Fig. 8. Comparison of pBS3K3-pmntP-rs-sfGFP sensor performance in LB and M9 minimal medium. Overnight cultures were grown in LB or M9 medium, diluted 1:100 and grown at 37oC 250RPM to an OD₆₀₀ of 0.5. Cultures were aliquoted into 2 mL volumes for treatment with 0.1 mM, 1 mM or 3 mM MnCl₂. At 2hr of treatment, A₆₀₀ and Fluor_485/515 readings were collected and the fold-change relative to untreated (0mM) control were calculated. 95% confidence intervals are indicated by error bars. All samples run in technical duplicate.

“pTrc-6xHIS-mntR” Sensor Design

Based on the observation that the pSB3K3-pmntP-rs-sfGFP sensor doesn’t work in ΔmntR mutant E. coli and is thus dependent on mntR, it was hypothesized that an inducible mntR plasmid would allow us to optimize sensor performance. A 535 nucleotide geneblock was ordered from Addgene which incorporates 5’ and 3’ homology to the pTrc vector to facilitate HiFi cloning (Fig.9). The geneblock contains the N-terminal 6xHIS tag and the coding sequence for mntR (source). The full promoter has been shown to be more effective than an alternate truncated form which was previously used by the Calgary 2020 iGEM team (BBa_K902073). The manganese-responsive riboswitch (BBa_K902074), sfGFP (BBa_I746916), T1 and T7 terminators (BBa_B0015) were placed downstream of the mntP promoter.

Fig. 9. Description of the pTrc-6xHIS-mntR plasmid.

Experimental Summary of Steps Taken in the Cloning of pTrc-6xHIS-mntR:

The pTrc-VvTs-trGPPS plasmid produced by the 2021 Wright State iGEM team was used as the source of the plasmid backbone used to make the pTrc-6xHIS-mntR plasmid. Plasmid DNA was purified from an overnight 250 mL culture of pTrc-VvTs-trGPPS in LB media with 100µg/ml Ampicillin using the Omega E.Z.N.A. Plasmid DNA Maxi Kit (catalog #D6922-02) according to manufacturer’s instructions. A final concentration of 351ng/µL (1.85 A_260/280, 2.2 A_260/230) was obtained and subsequently used for restriction digest as shown in the following table:

The resulting digest was run on a 0.8% gel and the backbone was gel purified using the Monarch DNA Gel Extraction Kit (#T1020S).
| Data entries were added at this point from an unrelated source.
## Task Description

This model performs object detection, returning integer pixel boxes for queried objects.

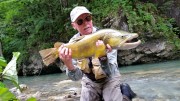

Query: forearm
[66,60,83,81]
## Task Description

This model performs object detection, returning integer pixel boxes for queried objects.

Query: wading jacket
[66,27,120,82]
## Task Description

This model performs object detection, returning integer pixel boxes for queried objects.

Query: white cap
[70,6,91,22]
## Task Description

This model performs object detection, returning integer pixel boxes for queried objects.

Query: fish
[39,29,141,66]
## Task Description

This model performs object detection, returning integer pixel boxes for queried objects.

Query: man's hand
[96,40,112,53]
[58,45,74,70]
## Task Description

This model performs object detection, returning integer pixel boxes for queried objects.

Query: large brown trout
[39,29,141,66]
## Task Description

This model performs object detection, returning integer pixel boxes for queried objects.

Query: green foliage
[120,0,180,49]
[0,52,37,101]
[0,86,19,101]
[85,0,120,26]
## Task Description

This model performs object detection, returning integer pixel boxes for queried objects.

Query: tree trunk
[0,42,3,57]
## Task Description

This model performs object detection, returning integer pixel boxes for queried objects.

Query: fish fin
[39,48,58,66]
[54,42,64,49]
[71,35,85,43]
[94,44,106,58]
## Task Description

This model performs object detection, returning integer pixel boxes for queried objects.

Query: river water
[5,60,180,101]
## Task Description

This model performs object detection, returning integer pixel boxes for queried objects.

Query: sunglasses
[76,15,92,25]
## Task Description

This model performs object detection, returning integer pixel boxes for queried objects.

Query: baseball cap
[70,6,92,22]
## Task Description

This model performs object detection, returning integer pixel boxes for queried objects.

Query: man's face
[71,13,93,35]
1. HiFi cloning of pmntP-rs-sfGFP geneblock into linearized pSB3K3 backbone

The pTrc backbone prepared above and the 6xHIS-mntR geneblock were assembled and transformed into NEB5α using the NEB HiFi Assembly Cloning Kit (catalog # E5520S) according to manufacturer’s instructions.

2. Confirmation of target plasmid using Nco1 and HindIII.

Approximately 500ng of plasmid DNA was digested with NcoI-HF and HindIII-HF or both in order to confirm insertion of 6xHIS-mntR into the pTrc backbone. The digest was set up as follows and incubated for 4hr at 37°C in a thermocycler. Subsequently, 25 µL of each reaction was run on a 0.8% agarose gel and imaged on a Fuji LAS 4000.

Material	NcoI	HindIII	Double Digest	Concentration / Activity
DNA	6.3 µL	6.3 µL	6.3 µL	79.2/µL
CutSmart	5 µL	5 µL	5 µL	10x
NcoI-HF	0.25 µL	0 µL	0.25 µL	20U/µL
HindIII-HF	0 µL	0.25 µL	0.25 µL	20U/µL
Water	38.5 µL	38.5 µL	38.2 µL	-
Total	50 µL	50 µL	50 µL	-




Fig. 10. Restriction digest confirmation of the pTrc-6xHIS-mntR plasmid. 5 µL of Purple 1Kb Plus DNA ladder (#N0550S) and 25 µL of each sample was run on a 0.8% agarose gel and imaged on a Fuji LAS 4000.




Conclusions:

• The single (NcoI and HindIII) digests confirm the target plasmid size of 4.6kb, and the double digest showing bands at 4.4kb and 230bp serve as confirmation that the plasmid contains both the 6xHIS-mntR insert and pTrc backbone, as desired.
• Additionally, the pTrc-mntR plasmid sequence was confirmed by Sanger Sequencing by GeneWiz.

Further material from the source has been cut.